Prices will fall and inflation will drop to 3%
Those cannot both be factual statements. Because if there’s inflation that means prices are rising. It’s simple.
I'm not being hoodwinked and I understand inflation.
There is actually 3 types. Demand-pull inflation, Cost-push inflation and Built-in inflation. Your talking about Built-In inflation. What we are experiencing now is mostly Demand-pull inflation. Demand-pull inflation refers to situations where there are not enough products or services being produced to keep up with demand, or supply chain bottlenecks, causing their prices to increase.
That being said, when supply catches up with demand, or when demand for supply goes down, prices will go down. When the war in Ukraine ends, when fuel prices go back down, when the Ukrainian grain market returns, when businesses go back to operating at full capacity, supply will return to normal and the current elevated prices, due to these issues, will fall and return to normal. Maybe not pre-pandemic, but should fall to where Built-in inflation would have them.
Remember when the baby formula prices shot up? Inflation at its rudimentary level. Demand was greater than supply because of a factory closure. The prices are back down now, or almost back down, because the factory is up and running. The prices will be back to normal once the factory catches up.
If you make a widget that everybody wants, and have a limited supply of them, you will charge more for them. When your supply catches up with demand, you will lower your price for that widget.
This is what we are experiencing now with inflation. Demand-pull inflation. When things go back to normal, prices will drop.
Taken from Investopedia.
Why Is Inflation So High Right Now?
In 2022, inflation rates in the U.S. and around the world rose to their highest levels since the early 1980s. While there is no single reason for this rapid rise in global prices, a series of events worked together to boost inflation to such high levels.

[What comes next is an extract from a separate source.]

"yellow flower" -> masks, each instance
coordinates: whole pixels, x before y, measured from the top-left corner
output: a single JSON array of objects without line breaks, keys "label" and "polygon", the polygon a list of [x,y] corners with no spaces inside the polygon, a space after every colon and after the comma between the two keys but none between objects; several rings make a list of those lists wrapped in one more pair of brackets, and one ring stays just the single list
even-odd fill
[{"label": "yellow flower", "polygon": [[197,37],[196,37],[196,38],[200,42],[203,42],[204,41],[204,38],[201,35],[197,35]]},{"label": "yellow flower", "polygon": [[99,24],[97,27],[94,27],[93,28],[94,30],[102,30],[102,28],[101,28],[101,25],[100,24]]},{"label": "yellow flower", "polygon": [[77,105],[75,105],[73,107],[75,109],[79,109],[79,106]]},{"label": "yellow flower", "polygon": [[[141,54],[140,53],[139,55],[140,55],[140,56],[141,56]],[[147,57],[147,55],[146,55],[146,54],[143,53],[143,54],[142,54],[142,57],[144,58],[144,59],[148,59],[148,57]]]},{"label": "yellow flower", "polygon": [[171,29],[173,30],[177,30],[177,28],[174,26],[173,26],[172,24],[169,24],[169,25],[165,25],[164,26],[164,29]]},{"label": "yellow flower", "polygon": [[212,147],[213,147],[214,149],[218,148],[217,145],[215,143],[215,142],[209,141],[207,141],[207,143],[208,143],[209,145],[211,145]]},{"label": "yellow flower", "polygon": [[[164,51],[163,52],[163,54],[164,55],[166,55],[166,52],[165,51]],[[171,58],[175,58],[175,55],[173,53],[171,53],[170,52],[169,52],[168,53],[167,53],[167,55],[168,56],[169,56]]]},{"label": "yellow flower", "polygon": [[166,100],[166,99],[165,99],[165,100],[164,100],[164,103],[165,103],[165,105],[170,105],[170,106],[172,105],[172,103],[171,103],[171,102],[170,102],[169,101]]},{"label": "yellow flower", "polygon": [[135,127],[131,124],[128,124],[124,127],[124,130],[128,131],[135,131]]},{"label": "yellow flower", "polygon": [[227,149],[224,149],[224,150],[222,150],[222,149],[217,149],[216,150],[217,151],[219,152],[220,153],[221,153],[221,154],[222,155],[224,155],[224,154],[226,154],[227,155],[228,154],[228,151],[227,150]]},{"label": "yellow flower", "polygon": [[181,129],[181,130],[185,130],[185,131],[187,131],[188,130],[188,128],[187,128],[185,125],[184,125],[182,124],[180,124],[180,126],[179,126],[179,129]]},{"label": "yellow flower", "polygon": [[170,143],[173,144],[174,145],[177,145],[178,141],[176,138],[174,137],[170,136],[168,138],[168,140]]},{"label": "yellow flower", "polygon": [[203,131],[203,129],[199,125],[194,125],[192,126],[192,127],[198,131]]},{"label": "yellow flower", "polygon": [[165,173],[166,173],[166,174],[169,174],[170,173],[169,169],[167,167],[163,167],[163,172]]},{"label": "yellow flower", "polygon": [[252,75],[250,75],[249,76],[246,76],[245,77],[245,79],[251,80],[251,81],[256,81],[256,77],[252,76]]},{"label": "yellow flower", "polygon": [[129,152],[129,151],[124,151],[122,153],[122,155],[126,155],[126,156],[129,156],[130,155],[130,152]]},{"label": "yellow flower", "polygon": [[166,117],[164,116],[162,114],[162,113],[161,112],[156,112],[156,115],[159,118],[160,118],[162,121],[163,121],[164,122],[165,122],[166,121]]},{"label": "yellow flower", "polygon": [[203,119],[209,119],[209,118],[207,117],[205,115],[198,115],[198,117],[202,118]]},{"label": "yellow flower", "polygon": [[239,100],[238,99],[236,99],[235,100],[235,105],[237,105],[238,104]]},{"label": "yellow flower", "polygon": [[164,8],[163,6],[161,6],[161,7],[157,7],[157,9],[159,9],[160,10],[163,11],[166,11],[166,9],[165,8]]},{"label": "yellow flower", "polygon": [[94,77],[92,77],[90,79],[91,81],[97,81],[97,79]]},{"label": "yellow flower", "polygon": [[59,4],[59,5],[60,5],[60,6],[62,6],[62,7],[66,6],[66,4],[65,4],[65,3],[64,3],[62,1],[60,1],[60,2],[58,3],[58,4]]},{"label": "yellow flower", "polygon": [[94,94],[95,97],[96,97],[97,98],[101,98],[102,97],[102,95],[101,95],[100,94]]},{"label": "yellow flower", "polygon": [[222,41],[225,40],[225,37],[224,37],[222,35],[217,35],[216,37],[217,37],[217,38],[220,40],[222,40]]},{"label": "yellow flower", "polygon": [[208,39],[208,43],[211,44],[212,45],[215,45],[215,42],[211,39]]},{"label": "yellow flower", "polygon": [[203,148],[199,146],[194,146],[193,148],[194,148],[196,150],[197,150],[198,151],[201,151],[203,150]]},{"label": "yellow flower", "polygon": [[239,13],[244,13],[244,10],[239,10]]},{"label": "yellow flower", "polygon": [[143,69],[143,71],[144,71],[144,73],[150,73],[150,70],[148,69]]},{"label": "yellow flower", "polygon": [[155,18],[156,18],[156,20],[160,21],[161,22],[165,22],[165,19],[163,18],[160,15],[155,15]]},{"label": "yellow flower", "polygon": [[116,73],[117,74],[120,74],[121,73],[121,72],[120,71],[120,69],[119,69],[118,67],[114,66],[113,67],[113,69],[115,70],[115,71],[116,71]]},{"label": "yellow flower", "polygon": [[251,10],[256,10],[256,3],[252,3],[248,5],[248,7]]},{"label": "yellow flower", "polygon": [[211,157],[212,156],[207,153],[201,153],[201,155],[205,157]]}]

The COVID-19 pandemic in early 2020 led to lockdowns and other restrictive measures that greatly disrupted global supply chains, from factory closures to bottlenecks at maritime ports. At the same time, governments issued stimulus checks and increased unemployment benefits to help blunt the financial impact of these measures on individuals and small businesses. When COVID vaccines became widespread and the economy rapidly bounced back, demand (fueled in part by stimulus money and low interest rates) quickly outpaced supply, which still struggled to get back to pre-COVID levels.
Russia's unprovoked invasion of Ukraine in early 2022 led to a series of economic sanctions and trade restrictions on Russia, limiting the world's supply of oil and gas since Russia is a large producer of fossil fuels. At the same time, food prices rose as Ukraine's large grain harvests could not be exported. As fuel and food prices rose, it led to similar increases down the value chains.